In einem Hotel bei Potsdam trafen sich im November einflussreiche AfD-Politiker – darunter der
persönliche Referent Alice Weidels – mit Neonazis und potenziellen Geldgebern. Sie entwarfen eine
Strategie für die „Remigration“ von Millionen von Ausländern aus Deutschland und Menschen mit
deutschem Pass. Das Treffen könnte die Debatte um ein AfD-Verbotsverfahren auf Bundesebene neu
beleben.

Essen/Berlin, 10.01.24. Bei einem bislang öffentlich nicht bekannten Treffen haben einflussreiche
AfD-Politiker mit dem bekannten Rechtsextremisten Martin Sellner und privaten Unterstützern
über einen Masterplan beraten: Sie wollen Millionen von Menschen aus Deutschland vertreiben.
Eingeladen hatte zu der Zusammenkunft unter anderen der ehemalige Mitbesitzer der
Bäckerei-Selbstbedienungs-Kette „Backwerk“, Hans Christian Limmer, heute einer der Eigner der
Restaurant-Franchisemarke „Hans im Glück“.
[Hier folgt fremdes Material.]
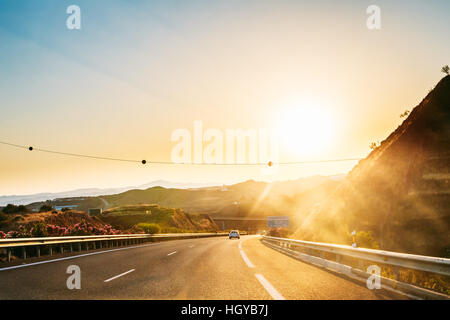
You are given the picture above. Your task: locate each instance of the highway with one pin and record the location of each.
(193, 269)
Dass es das Treffen gab und was dort besprochen wurde, hat das gemeinwohlorientierte
Medienhaus CORRECTIV recherchiert. Dessen Rechercheteam dokumentierte das Treffen, das im
November in einem Hotel bei Potsdam stattfand, vor Ort. Einige Dokumente wurden CORRECTIV
auch von Greenpeace zur Verfügung gestellt.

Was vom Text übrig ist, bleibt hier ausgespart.